Another contribution of the proposed SHALO approach is to shuffle the elements of the random walk vector. This process is conducted by modifying the min–max normalization equation as given between Eqs. (20) and (22). This modification significantly increases the diversity of the random walk vector and improves the local optima problem by altering the magnitudes and trends of random walks as indicated in Fig. 4. Note that these changes are particularly significant in early iterations (while shuffling in early iterations, the proposed SHALO approach may return NaN values for some variable values and this problem is handled by randomly generating those variable values in the feasible search space). In this context, with the proposed approach, it is possible to explore the search space more comprehensively at the beginning of the optimization.

The performance of the proposed SHALO approach is compared with the original ALO, saALO, and EALO approaches by solving each problem for the same random number seed values. Therefore, all the problems are solved by considering the same initial populations and sequence of the random numbers. This outcome can be clearly seen from the convergence plots such that the original ALO, saALO, and EALO approaches start the search process from the same function value since the initial population of them are the same. Although the same initial populations are used, the proposed SHALO approach starts the search process from different function values. This result is associated with the shuffled random walk vector which influences the function values at the start of the search process.

The performance of the SHALO approach is also evaluated by solving the same problems on GA and PSO approaches. During these solutions, built-in GA and PSO optimization modules of the MATLAB platform are used. Since the solutions in ALO, saALO, EALO, and SHALO approaches are conducted by considering the population number of 50 and the maximum number of iterations of 1000, the same values are also used for both GA and PSO to make an exact comparison in terms of the total number of function evaluations. However, different values of these parameters may provide better results for GA and PSO which is out of scope of this work. Furthermore, although the same random number seeds are also used, both GA and PSO approaches start the search process from different initial points since the solution sequence of the MATLAB’s built-in modules are different.

The reason for solving all the problems 100 times is to evaluate the performance of the SHALO approach for different random number seeds. This is an important analysis to evaluate the robustness of the approach. In this context, the outcome of these 100 model executions is evaluated by using different statistical metrics (minimum, maximum, mean, median, and standard deviation). Furthermore, all the solutions are evaluated in terms of the success rate \((SR)\) and accuracy \((AC)\) metrics. These model evaluations indicate that the proposed SHALO approach statistically provides better results than all the other approaches.
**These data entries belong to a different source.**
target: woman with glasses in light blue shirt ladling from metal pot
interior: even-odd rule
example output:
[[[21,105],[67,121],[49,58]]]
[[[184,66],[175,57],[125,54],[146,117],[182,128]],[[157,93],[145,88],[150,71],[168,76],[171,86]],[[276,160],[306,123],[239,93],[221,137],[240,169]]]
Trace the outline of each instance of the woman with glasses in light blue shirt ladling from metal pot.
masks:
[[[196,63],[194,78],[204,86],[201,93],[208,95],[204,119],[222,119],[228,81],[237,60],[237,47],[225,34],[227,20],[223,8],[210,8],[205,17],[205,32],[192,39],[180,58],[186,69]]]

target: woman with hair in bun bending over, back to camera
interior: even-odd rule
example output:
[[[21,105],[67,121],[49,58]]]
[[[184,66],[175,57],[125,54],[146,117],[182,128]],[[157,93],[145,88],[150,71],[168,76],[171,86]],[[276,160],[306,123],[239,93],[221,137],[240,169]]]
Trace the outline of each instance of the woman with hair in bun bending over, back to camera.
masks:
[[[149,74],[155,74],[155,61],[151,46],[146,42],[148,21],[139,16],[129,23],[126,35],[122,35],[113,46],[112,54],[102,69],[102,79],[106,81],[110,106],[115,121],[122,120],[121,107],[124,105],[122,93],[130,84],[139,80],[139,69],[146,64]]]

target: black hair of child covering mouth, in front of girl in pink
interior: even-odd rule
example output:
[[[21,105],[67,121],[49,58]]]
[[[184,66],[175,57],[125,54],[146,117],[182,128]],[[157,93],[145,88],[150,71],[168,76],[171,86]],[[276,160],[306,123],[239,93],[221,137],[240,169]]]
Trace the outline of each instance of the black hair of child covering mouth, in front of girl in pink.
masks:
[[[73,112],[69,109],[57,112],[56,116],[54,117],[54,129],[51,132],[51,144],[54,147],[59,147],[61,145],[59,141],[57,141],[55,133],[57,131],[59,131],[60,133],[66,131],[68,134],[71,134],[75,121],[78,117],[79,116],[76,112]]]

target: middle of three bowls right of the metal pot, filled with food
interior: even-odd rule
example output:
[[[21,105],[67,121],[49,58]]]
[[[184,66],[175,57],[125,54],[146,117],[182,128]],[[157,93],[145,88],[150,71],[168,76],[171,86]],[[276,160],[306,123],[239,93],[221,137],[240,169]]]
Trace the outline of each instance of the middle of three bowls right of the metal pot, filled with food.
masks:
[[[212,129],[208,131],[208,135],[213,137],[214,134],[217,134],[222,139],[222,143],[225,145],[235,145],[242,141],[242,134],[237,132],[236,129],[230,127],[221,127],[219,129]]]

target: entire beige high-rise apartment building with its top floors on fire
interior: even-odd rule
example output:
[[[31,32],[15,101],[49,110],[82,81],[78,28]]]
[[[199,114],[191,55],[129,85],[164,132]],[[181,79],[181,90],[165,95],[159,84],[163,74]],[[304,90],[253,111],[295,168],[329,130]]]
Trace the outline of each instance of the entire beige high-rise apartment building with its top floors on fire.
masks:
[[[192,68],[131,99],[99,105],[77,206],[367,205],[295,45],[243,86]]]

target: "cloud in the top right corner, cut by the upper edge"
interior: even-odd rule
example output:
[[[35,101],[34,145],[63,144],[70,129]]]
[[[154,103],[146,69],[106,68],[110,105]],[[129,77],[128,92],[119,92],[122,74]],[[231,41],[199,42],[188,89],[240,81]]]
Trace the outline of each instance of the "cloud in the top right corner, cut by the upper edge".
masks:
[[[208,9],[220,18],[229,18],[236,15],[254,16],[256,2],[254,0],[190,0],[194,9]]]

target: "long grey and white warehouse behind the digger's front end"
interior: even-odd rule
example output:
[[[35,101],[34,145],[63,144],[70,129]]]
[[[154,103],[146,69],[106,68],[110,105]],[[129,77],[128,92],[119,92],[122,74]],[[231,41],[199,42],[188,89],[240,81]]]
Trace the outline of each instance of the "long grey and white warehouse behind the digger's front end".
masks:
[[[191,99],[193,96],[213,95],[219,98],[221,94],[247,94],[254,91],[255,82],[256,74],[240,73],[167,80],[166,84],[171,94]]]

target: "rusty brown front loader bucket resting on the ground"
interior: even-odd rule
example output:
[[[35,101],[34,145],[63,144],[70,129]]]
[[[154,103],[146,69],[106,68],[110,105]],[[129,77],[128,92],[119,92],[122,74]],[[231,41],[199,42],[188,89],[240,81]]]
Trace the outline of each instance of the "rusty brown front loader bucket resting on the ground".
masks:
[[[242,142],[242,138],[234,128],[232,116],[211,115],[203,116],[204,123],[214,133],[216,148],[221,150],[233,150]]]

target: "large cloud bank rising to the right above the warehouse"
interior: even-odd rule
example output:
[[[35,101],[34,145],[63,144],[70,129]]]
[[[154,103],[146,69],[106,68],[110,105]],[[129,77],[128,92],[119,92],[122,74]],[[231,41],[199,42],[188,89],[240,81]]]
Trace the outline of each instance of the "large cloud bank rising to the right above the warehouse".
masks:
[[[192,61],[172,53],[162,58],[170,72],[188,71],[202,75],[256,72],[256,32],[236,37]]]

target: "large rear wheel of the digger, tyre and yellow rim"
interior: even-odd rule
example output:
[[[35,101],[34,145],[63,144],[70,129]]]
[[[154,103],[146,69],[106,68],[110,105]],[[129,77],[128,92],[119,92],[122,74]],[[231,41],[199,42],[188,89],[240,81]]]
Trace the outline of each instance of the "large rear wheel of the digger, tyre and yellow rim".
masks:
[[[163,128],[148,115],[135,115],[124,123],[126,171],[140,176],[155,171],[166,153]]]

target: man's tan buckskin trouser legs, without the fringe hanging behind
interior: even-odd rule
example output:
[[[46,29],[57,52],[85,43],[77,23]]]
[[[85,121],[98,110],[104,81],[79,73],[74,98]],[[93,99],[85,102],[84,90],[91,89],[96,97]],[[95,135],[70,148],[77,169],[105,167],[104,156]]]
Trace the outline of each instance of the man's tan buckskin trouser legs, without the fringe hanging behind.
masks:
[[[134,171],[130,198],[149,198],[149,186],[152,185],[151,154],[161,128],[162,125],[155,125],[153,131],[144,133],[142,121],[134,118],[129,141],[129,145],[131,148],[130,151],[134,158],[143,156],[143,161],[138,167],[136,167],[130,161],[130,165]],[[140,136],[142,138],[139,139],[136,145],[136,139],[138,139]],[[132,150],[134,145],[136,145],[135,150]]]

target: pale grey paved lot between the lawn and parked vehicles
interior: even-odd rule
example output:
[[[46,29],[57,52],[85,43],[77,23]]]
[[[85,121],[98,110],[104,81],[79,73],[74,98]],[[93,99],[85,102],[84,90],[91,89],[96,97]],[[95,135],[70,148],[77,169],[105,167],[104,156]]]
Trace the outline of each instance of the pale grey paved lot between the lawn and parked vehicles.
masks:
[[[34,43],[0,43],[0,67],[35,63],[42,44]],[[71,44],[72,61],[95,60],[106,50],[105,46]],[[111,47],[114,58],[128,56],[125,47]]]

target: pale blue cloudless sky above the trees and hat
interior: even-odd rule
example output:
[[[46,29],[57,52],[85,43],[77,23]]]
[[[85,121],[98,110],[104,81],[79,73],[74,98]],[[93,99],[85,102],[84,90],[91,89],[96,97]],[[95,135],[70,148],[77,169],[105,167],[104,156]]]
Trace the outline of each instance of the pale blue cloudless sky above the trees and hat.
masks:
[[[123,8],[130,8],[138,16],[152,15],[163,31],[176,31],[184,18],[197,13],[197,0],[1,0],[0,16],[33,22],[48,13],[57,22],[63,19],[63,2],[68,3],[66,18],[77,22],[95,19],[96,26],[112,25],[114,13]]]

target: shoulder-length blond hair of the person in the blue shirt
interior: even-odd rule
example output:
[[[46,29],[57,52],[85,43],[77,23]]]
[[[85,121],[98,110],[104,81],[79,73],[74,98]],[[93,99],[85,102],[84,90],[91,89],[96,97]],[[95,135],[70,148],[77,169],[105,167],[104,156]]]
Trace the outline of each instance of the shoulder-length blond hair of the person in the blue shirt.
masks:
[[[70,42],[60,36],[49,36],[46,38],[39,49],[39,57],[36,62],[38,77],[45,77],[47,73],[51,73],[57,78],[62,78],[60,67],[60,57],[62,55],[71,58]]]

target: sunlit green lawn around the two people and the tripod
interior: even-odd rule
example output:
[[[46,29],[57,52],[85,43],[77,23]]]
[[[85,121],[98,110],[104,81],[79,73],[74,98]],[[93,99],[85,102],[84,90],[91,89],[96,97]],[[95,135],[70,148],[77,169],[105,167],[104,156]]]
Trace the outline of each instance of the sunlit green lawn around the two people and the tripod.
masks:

The same outcome is also observed for the other measures that the mean \(SR\) values of the solved problems are obtained as 22% for ALO, 25% for saALO, 14% for EALO, 28% for GA, and 49% for PSO. On the other hand, this mean \(SR\) value is obtained as 76%for the proposed SHALO which is significantly better than the other approaches. Similarly, the mean \(AC\) values for each solved example are obtained as: 83% for ALO and EALO, 84% for saALO, 88% for GA, and 91% for PSO. For the same measure, the proposed SHALO approach is resulted with a mean \(AC\) value of 91%. These results indicate that use of the SHALO optimization approach can increase the rate of reaching the global optimum solutions for the problems solved in this work.